- DFA's bread and butter might be party-ready dance-rock, but these days it's their club 12-inch desserts that are likely to become the menu standouts. So if, for example, you found The Juan Maclean's new full-length a bit undercooked, rest assured you can safely turn your appetite towards Capracara's "King of the Witches," a stunning, sizzling hybrid of first wave house-techno, Warp-era IDM plonk and underground disco. Capracara handily pulls off a grand Frankenstein stitch, resulting in a genre-bending mutant that sounds less like a single conceit and more like a mini DJ set.
"King of the Witches" opens with a Ron Trent-reminiscent analog pulse nestled in the middle nicely accented by stereoed tambourines, a balance that allows human disco and inhuman techno to fold snugly into one another. Then halfway through, pad swoops appear over an 808 pattern and everything falls into a lock-groove that sounds as if a loose-limbed electro jam has been caught in a 4-bar time loop headed for infinity. "Witches" is immediately arresting in an understated, thoughtful way, capturing your attention not with a bludgeoning hook or gripping vocal sample but by pulling off the delicate act of sounding classic and fresh at the same time. Needless to say, every DJ needs tunes in the bag that are guaranteed party propane regardless of time and place, and it's hard to imagine a situation where you drop "Witches" and it doesn't add fuel to the fire.

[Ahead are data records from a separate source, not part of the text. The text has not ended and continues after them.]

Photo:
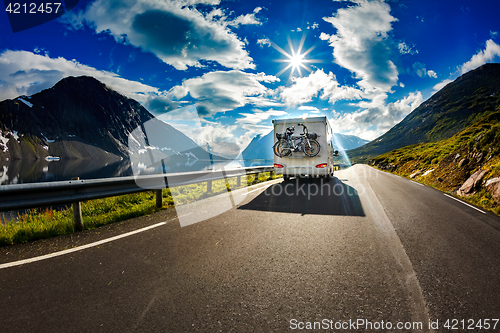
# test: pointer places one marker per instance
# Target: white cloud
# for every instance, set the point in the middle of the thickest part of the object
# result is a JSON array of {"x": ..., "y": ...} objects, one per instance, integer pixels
[
  {"x": 362, "y": 45},
  {"x": 223, "y": 91},
  {"x": 258, "y": 116},
  {"x": 26, "y": 73},
  {"x": 376, "y": 118},
  {"x": 420, "y": 70},
  {"x": 313, "y": 26},
  {"x": 247, "y": 19},
  {"x": 177, "y": 34},
  {"x": 491, "y": 52},
  {"x": 318, "y": 83},
  {"x": 405, "y": 49},
  {"x": 220, "y": 137},
  {"x": 308, "y": 108},
  {"x": 264, "y": 41}
]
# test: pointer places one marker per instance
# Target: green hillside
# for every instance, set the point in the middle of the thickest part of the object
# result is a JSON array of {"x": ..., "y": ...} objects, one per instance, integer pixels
[
  {"x": 449, "y": 111},
  {"x": 446, "y": 164}
]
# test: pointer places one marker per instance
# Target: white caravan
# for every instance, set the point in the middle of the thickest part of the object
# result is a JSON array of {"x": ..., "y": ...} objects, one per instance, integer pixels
[{"x": 296, "y": 142}]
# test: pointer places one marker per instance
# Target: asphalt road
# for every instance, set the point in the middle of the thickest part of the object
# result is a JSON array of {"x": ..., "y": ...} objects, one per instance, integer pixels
[{"x": 366, "y": 246}]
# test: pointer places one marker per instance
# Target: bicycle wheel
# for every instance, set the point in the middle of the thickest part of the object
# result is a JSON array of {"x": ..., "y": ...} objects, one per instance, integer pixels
[
  {"x": 281, "y": 148},
  {"x": 311, "y": 149}
]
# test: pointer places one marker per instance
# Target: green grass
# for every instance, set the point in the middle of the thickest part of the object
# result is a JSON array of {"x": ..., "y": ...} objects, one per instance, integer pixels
[
  {"x": 483, "y": 137},
  {"x": 38, "y": 223}
]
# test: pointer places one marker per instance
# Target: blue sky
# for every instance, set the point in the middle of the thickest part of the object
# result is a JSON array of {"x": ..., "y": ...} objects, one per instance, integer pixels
[{"x": 220, "y": 71}]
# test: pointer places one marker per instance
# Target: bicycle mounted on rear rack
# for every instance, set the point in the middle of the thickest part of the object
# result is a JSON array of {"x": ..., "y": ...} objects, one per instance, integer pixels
[{"x": 304, "y": 142}]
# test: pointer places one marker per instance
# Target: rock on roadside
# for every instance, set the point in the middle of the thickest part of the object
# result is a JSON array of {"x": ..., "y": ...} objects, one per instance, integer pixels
[
  {"x": 493, "y": 186},
  {"x": 472, "y": 184}
]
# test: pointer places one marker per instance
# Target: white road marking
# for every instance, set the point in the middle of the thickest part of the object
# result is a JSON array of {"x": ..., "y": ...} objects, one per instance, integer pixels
[
  {"x": 259, "y": 188},
  {"x": 479, "y": 210},
  {"x": 79, "y": 248}
]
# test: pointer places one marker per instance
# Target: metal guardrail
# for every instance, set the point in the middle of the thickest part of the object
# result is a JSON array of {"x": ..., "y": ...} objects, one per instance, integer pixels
[{"x": 23, "y": 196}]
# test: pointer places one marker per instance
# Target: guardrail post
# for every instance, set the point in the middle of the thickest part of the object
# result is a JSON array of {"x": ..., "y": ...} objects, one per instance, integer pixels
[
  {"x": 77, "y": 212},
  {"x": 159, "y": 198}
]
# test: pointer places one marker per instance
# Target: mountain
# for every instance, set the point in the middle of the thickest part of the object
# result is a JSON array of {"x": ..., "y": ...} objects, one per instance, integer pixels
[
  {"x": 260, "y": 148},
  {"x": 452, "y": 109},
  {"x": 82, "y": 118},
  {"x": 466, "y": 164}
]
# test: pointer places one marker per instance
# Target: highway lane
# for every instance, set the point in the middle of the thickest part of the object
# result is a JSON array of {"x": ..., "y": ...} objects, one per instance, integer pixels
[
  {"x": 370, "y": 246},
  {"x": 455, "y": 249}
]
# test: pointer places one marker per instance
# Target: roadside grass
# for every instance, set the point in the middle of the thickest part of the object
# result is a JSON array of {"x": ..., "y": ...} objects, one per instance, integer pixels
[
  {"x": 442, "y": 159},
  {"x": 44, "y": 223}
]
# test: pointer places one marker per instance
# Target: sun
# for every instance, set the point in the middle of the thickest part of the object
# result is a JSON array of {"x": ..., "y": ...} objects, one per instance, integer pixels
[{"x": 296, "y": 59}]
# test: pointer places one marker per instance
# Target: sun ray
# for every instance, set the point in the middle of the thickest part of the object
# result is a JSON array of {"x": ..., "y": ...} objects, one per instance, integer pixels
[{"x": 295, "y": 58}]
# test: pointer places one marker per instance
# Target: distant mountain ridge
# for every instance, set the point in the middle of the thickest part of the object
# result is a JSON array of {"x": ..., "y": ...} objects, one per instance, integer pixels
[
  {"x": 260, "y": 148},
  {"x": 455, "y": 107},
  {"x": 82, "y": 118}
]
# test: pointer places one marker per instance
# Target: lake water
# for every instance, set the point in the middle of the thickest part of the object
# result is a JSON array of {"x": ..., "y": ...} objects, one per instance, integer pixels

New York's drug-disco kingpins Rub-N-Tug hand in an unpredictable beast of a remix, which is more or less precisely what you want them to do. Their version keeps the snakewinding, style-hopping spirit of the original, sounding a bit like one of their sets in nuce, all gritty throb and late-night left-turns. It opens with a lock-loop of one of the original's '90s-style house breakdowns, and you'd have every right to expect a mighty build into some serious stratosphere-scraping, but the groove suddenly dissipates and then reforms, finally gathering steam, but then, before there's really a chance to peak, the propulsion cools off again and things settle into some trippy, vaguely Reichian synth noodling. Leave it to these guys to casually toss off a burning disco-house groove and then prefer to leave it in the dust when the mood strikes. A bit frustrating? Yes, but you don't roll with Rub-N-Tug because you expect them to hold your hand and follow the rules. The same is true of DFA.